Das sogenannte Bioprinting funktioniert ähnlich wie herkömmliche 3-D Drucker, die Objekte herstellen, indem sie Strukturen nach einem digitalen Bauplan auf einer Oberfläche Schicht für Schicht auftragen. Der Unterschied besteht darin, dass die Bioprinter nicht Plastik oder Metalle als Baumaterial verwenden, sondern biologische Materialien wie menschliche Zellen. In ferner Zukunft soll es sogar möglich sein, funktionsfähige Organe mit der Technologie zu erzeugen.

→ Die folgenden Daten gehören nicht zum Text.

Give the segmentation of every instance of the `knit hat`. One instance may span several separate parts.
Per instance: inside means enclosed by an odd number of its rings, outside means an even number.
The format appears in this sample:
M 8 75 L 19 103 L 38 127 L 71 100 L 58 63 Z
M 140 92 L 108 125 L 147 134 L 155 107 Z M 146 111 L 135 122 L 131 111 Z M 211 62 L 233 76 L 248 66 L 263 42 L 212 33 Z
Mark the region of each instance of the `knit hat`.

Für das Esa-projekt konzentrierten sich die Wissenschaftler zunächst darauf, Haut und Knochen drucken zu können. „Wenn ein Astronaut sich während einer Weltraummission verletzt, könnte es mit der Methode bald möglich sein, direkt im Raumschiff ein Implantat herzustellen“, sagt Klaus Slenzka, wissenschaftlicher Leiter bei Blue Horizon und gleichzeitig Leiter der Life Science-abteilung von OHB. Zum Beispiel könnten mit der Technologie verbrannte Haut ersetzt oder Knochenimplantate hergestellt werden. Die Eingriffe würden an Bord von autonomen Operationsrobotern durchgeführt werden, erklärt Slenzka. Die Methode hat den Vorteil, dass die Implantate aus Zellen hergestellt werden, die dem Patienten entnommen und dann in der Petrischale kultiviert wurden. Dadurch wäre ausgeschlossen, dass der Körper die Transplantate abstößt.
Technische Herausforderungen
Die besondere Herausforderung bei der Adaption der Technologie für die Raumfahrt ist die Schwerelosigkeit. „Die Entwicklung der Bio-tinten, also des Materials, mit dem wir drucken, ist das wichtigste“, erklärt Slenzka. Auf der Erde verwendete Biotinten sind im Weltall nicht nutzbar, weil sie zu dünnflüssig sind. Daher fügte das Forscherteam Methylcellulose bei, die der Tinte eine gelähnliche Konsistenz verschafft. Für das Drucken künstlicher Knochenstrukturen verwendeten die Wissenschaftler Stammzellen und Knochenzement. Um zu testen, ob das Verfahren auch in Schwerelosigkeit funktioniert, stellte das Projektteam den 3-D Drucker kurzerhand auf den Kopf. „Wir hatten also praktisch eine Erdanziehungskraft von minus eins. Da der Drucker unter diesen Bedingungen funktioniert hat, funktioniert er erst recht bei einer Erdanziehungskraft von null, also bei Schwerelosigkeit“, so Tommaso Ghidini. Die ersten Tests waren bereits erfolgreich: Im Juli 2019 konnte das Team vermelden, dass es gelungen war, Haut- und Knochenproben mit der Technologie zu erzeugen. Da jedes zusätzliche Kilogramm Weltraummissionen deutlich verteuert, ist die Miniaturisierung der Technologie für Klaus Slenzka eine weitere Priorität. Die Apparatur soll möglichst klein, leicht und robust sein. Dann könnten daraus auch Produkte entstehen, die auf der Erde an abgelegenen Orten ohne medizinisches Personal eingesetzt werden. Denkbar wären beispielsweise isolierte Siedlungen in Sibirien oder Bohrinseln.
„Der Anspruch ist immer, Technologien nicht nur für die Raumfahrt zu entwickeln, sondern auch für andere Bereiche anwendbar zu machen“, so der Biologe.